天才とは何か。天才とは、説明不可能性である。秀才は解る。秀才は凡人の文脈の先端に位置する。説明可能である。だから秀才に対して、感心はすれど驚嘆はしない。しかし天才は解らない。解らないからこそ「説明不可能な理由により優れた資質を有する者たち」を天才と総称して強引に一括りにしている。要するに得体の知れない存在が天才なのであり、天才という言葉は理解の敗北宣言に等しい。その説明不可能性がきらびやかに見えれば天才と呼び、いびつに見えれば狂人と呼ぶのだ。

本作の主人公・翔丸は徹頭徹尾、説明不可能な存在として描かれ、あたかも悪魔がふらっと地上を散歩するかのように、平然と世界に混沌をもたらす。「悪の天才を描く」という能條純一の一貫したコンセプト。翔丸は全く説明を受け付けない。ずば抜けて優秀な頭脳を持つに「過ぎなかった」翔丸がカッターで自分を傷つけて悪に目覚めた理由、そのカッターで傷つけた相手が絶対的な支配下に収まってしまう理由、人生をゲームと称し気まぐれに日本を掌握しに向かう理由。いずれも明言が慎重に避けられ、しかし独特の迫真性を伴って、読者に「ただのハッタリ」と看過させない凄みがある。それほどまでに翔丸のカリスマ性の描写には隙がなく『Death Note』のような天才支配型ピカレスク漫画の金字塔と呼べるかもしれない。

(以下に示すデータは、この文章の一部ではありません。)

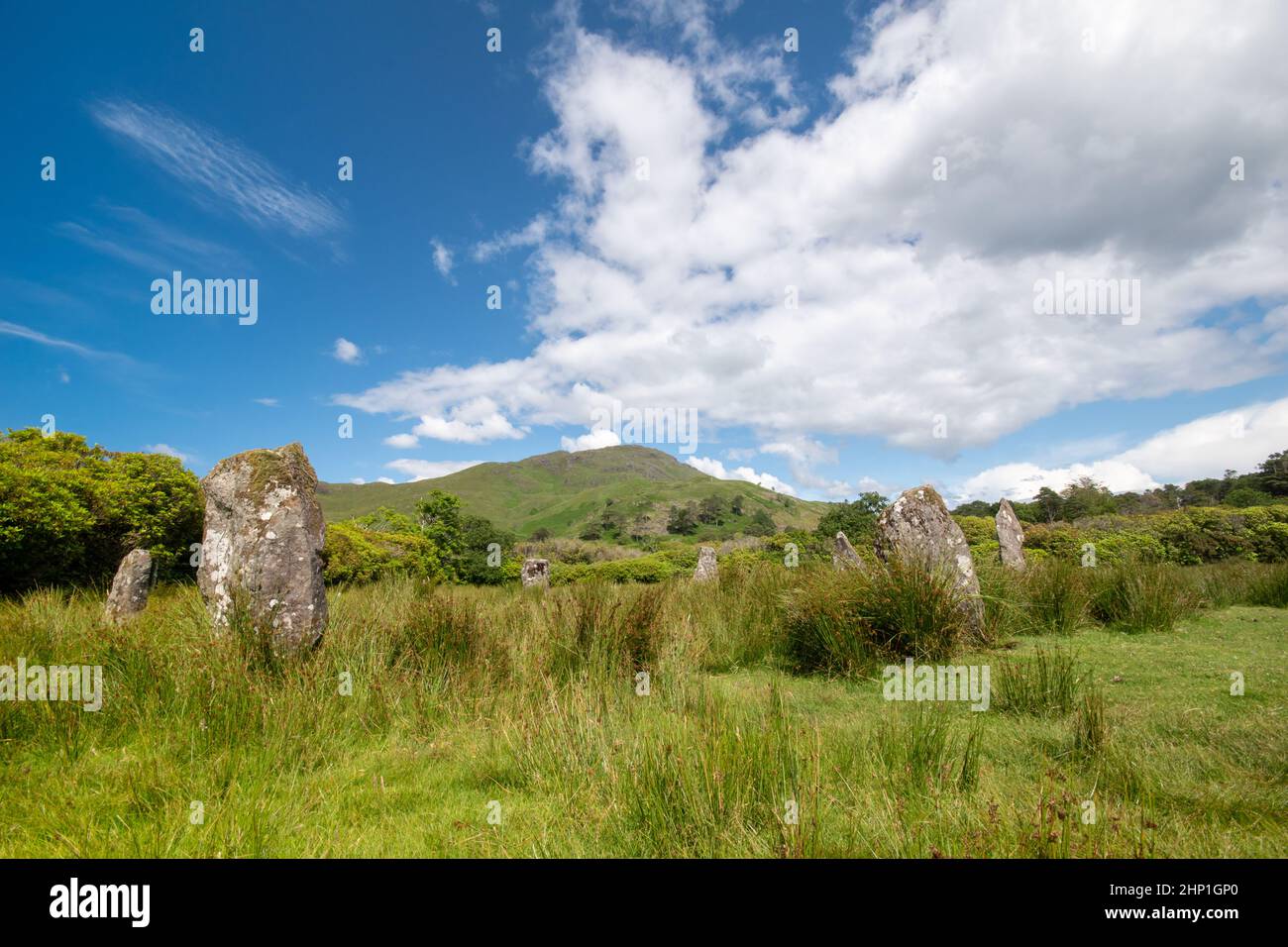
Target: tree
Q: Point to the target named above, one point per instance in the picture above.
(857, 519)
(1048, 502)
(1085, 497)
(1247, 496)
(68, 512)
(682, 521)
(1274, 474)
(439, 517)
(462, 541)
(977, 508)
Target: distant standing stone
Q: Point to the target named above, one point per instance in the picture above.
(536, 573)
(262, 549)
(917, 527)
(706, 570)
(130, 586)
(1010, 536)
(844, 556)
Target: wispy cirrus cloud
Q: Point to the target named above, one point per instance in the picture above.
(219, 167)
(51, 342)
(142, 241)
(428, 470)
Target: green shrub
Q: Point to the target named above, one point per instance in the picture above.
(357, 554)
(69, 512)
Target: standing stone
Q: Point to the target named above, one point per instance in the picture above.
(262, 549)
(1010, 536)
(844, 556)
(917, 527)
(130, 586)
(706, 570)
(536, 573)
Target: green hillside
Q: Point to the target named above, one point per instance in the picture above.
(563, 492)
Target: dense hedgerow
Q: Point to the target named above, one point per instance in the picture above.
(68, 512)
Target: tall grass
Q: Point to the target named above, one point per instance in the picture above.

翔丸の天才としてのヴェールの内側は巧妙に隠蔽されている。まず主人公のリアルタイムでのモノローグは一切なく、語りは「後に翔丸はこう語る」と、あくまで事件当時とは距離を置いた説明としてなされる。周囲の人間の語りも巧妙だ。常に都市伝説を伝承するかのように事実を断片的に語り、聞けば聞くほど翔丸という存在の謎が深まっていく(図1)。

図1: 能條純一『翔丸』1巻 ,講談社,1988年

ここで天才の逆説が浮上する――天才は優秀過ぎるから説明不可能なのではなく、説明不可能だから天才らしく見えるに過ぎないのか。そうだと言っても構わないであろう。ある種の天才は間違いなくハッタリ的な存在であり、そして奇妙な話なのだが、ハッタリ的な存在だからこそ彼らは紛れもなく天才なのである。天才というハッタリが、リアルな天才を現出させる。あたかも通貨という幻想が実際に経済を生み出すかのように。

図2: 能條純一『翔丸』1巻 ,講談社,1988年

考えてみれば主人公の能力もハッタリに過ぎない。カッターで切った相手を支配する、呪術の如き「暗示力」(図2)。主人公の翔丸は超能力者ではない。少なくとも作者はそうは描いていないであろう。そこで使われている力学は心理学であることが示唆されている。翔丸は難解な心理学の著作を易々と読みこなし「人間はあくまで弱い存在です」「どんな強い人間でも必ず弱い部分があるものなのです」と語りながら、時に一般道に戦車を走らせ、時にミサイルを相手宅に届けたりして度肝を抜きつつ、心の隙間をえぐり、ヤクザや政治家たちを陥落させていく。この主人公は、カルト宗教の教祖が用いるような暗示術や驚愕法、NLPといった技術を、漫画的に誇張された威力で使用している。翔丸のカリスマ性の正体は「教祖のオーラ」であろう。

ハッタリに満ちた世界でハッタリを武器にした主人公が権力者たちを平伏させていく痛快なケレン味が、読者になんとも怪しいカタルシスと陶酔をもたらす。まるで自分も翔丸組に入信したかのような心地は快くも恐ろしい。この漫画を読んでいたとき、思わず私も友人に「翔丸組に入るんだ」と言ってしまった。実に、芸術的なハッタリは現実の現象と区別がつかないのであり、本作は「悪の天才」を描くことに成功したと言えるだろう。